Off heap memory usage when building realm dbs increases steadily

christianblust commented 1 year ago

How frequently does the bug occur?

Always

Description

Hi all,

I am not sure if this problem is a bug or if I am using the library wrong in some way. However, here is my use case. I create multiple (currently around 15-20) realm databases in a job in my Spring-Boot 3 backend:

Stream csv blobs from azure storage (8mb per file, 40 files per realm db)
Map csv files to RealmObjects
Write data to realm
Close realm, call Realm.compact(config) to reduce numberOfVersions to 1, delete lock files
Zip realm file and persist
Apps can download prefilled realm dbs when data updates occur

Essentially I have two "problems".

First, I noticed that my heap usage increased with each iteration until finally the java process is killed (137, I suppose its oom). I can "mitigate" this a bit by calling System.gc() which is of course is not ideal.

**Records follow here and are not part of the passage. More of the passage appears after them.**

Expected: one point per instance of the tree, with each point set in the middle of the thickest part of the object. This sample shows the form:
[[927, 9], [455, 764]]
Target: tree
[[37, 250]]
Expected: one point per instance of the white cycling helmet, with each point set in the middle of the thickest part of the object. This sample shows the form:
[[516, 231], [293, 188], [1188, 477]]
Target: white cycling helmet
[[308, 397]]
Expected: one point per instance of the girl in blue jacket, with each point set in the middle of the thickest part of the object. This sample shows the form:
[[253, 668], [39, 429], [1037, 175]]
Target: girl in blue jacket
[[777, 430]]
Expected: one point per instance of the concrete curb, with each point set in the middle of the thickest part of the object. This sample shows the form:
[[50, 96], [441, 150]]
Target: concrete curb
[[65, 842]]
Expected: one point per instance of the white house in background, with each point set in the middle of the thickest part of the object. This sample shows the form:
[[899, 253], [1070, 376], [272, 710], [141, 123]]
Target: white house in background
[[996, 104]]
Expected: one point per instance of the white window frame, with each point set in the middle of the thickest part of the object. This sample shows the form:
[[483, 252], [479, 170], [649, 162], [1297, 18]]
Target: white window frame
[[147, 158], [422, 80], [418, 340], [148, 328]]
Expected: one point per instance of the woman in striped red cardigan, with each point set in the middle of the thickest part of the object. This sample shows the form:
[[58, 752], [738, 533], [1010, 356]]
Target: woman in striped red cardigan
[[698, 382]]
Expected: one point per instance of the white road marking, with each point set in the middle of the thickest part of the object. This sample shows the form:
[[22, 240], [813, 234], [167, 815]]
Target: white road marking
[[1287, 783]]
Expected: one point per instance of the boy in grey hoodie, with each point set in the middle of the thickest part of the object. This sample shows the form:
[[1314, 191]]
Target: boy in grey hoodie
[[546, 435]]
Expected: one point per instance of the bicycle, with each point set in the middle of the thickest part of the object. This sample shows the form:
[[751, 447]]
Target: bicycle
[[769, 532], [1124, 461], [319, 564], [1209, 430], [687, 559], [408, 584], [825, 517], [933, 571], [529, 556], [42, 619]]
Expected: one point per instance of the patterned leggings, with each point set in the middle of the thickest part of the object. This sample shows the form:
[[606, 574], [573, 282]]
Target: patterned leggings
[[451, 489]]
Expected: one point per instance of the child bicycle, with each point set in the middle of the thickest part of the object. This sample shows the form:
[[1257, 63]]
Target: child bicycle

Second, even with the System.gc() workaround I notice that the RSS of the java process on a linux azure app service grows way beyond my specified max heap. So I guess, there is some issue with off-heap memory? I do not have any expertise with this, but maybe someone has an idea.

Every 1.0s: ps aux --sort=-%mem | head -n 11                                                                                                      abc: Thu May 11 10:04:18 2023

USER       PID %CPU %MEM    VSZ   RSS TTY      STAT START   TIME COMMAND
root        48 70.8 83.3 9181524 6789168 ?     SNl  08:10  80:24 java -Xms1g -Xmx4g -jar /home/site/wwwroot/b/app.jar --server.port=80

I am not sure how I can really debug this on my end. I did enable the NativeMemoryTracking and generated a report which I will append.

Code:

azureStorage.getPrefixes().forEach { prefix ->
                    val blobs = azureStorage.listBlobsForPrefix(prefix)
                    val realmConfig = realmService.createRealmConfig(prefix)
                    val realm = realmService.createRealm(realmConfig)
                    realmService.writeStaticDataToRealm(realm, staticData1, staticData2, staticData3)
                    blobs.forEach { blobPath ->
                        val csvLines = convertCSVBytesToList(azureStorage.downloadBlobToInputStream(blobPath), CsvProperties.Separators.semicolon).chunked(CSV_CHUNK_SIZE)
                        csvLines.forEach { csvChunk ->
                            val mappedData = factory.mapCsvToBusinessObject(csvChunk)
                            realmService.saveToRealm(realm,  factory.createRealmObjects(mappedData), UpdatePolicy.ALL)
                        }
                    }
                    realmService.saveRealm(realm, realmConfig)
                }

RealmService:

    fun saveToRealm(realm: Realm, realmObjects: List<RealmObject>, updatePolicy: UpdatePolicy = UpdatePolicy.ERROR) {
        realm.writeBlocking { realmObjects.forEach { this.copyToRealm(it, updatePolicy) } }
        //System.gc()
    }

calling this with lots of realmObjects and UpdatePolicy.ALL is probably not very good regarding performance. It does a lot of "unnecessary" updates when inserting already existing RealmObjects. But I do not think that there is currently a better way to do that with kotlin? I saw other sdks have different UpdatePolicies for such usecases.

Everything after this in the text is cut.